Kolektif olarak bir travmanın içinden geçtiğimiz bu iki yılda çalışmalarımın nasıl etkilendiğine dönecek olursak, genellikle etkileşimden beslenerek üretim yaptığım sanat pratiğimde, izolasyonun etkisiyle bir şeyleri daha derinlemesine düşünmeye, geriye doğru eğilmeye daha çok zaman ayırabilme şansım oldu sanırım. Bununla bağlantılı olarak da imgeyle olan ilişkimin, bu ilişkinin katmanlarının ve bu ilişkiyi açış biçimlerinin üzerine daha çok düşündüğüm bir süreç oluyor benim için şu içinde olduğumuz garip zamanlar.

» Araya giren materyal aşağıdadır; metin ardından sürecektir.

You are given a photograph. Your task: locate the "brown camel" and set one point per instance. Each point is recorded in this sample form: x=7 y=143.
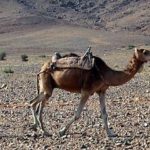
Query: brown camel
x=97 y=80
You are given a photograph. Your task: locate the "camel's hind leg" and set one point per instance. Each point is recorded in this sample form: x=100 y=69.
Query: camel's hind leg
x=37 y=106
x=84 y=97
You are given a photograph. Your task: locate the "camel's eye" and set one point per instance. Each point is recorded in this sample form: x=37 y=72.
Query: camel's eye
x=145 y=52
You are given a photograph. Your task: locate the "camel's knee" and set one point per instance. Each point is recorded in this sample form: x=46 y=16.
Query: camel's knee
x=41 y=97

Açıkça sormak istediğim bir soru var. Bunu her zaman sorgulamışımdır. Toplumsal mevzularda sorunlarla karşılaşıyoruz özellikle var olma mücadelesinde aidiyetlik kavgası verilen topraklarda birçok sorunla karşılaşmak mümkün. Sizin tutumunuz nedir? Sanatınızı üretirken ilham aldığınız bir kaynağa mı dönüşüyor yoksa mücadeleyi gösteren salt bir gerçekliğe mi?
Şahsen ben herhangi birisinin ürettiği herhangi bir işi hiçbir zaman salt bir gerçeklik olarak görmüyorum. Göremiyorum. Gerçekliğin bir türevi olabiliyor ancak benim için ya da genel olarak gerçeklik nedir? Bunun tek bir perspektifi olması mümkün müdür?
Bir imge o kişinin nereye, nasıl ve hangi hislerle baktığıyla çok bağlantılı olduğundan belgeleyici şekilde çekilmiş bir fotoğrafa dahi baktığımızda o fotoğrafı üreten kişinin perspektifini o fotoğrafta gösterdiği andan ayırmak bence pek mümkün değil.
Bu nedenle, öz belgeci üslubumu da göz ardı etmeden söyleyebilirim ki benim işlerim benim için her zaman sübjektif ve öncelikle bana dair bir kaynak, sonrasında ise görsel araştırmalar olarak değerlendirilebilir.
Şu günlerde üzerinizde çalıştığınız bir projeniz var mı? Gelecek zamanlarda sizinle nerelerde karşılaşacağız?
Şu günlerde hareket eden imgeyle ilişkimi çözmeye çalışıyorum, bir yandan da kitaba dönüştürdüğüm görsel güncemi şehre yayılan ve şehirle ve onun yaşayanlarıyla etkileşen bir güncel hissiyatlar haritası ve arşivine çevirmenin yollarını araştırıyorum.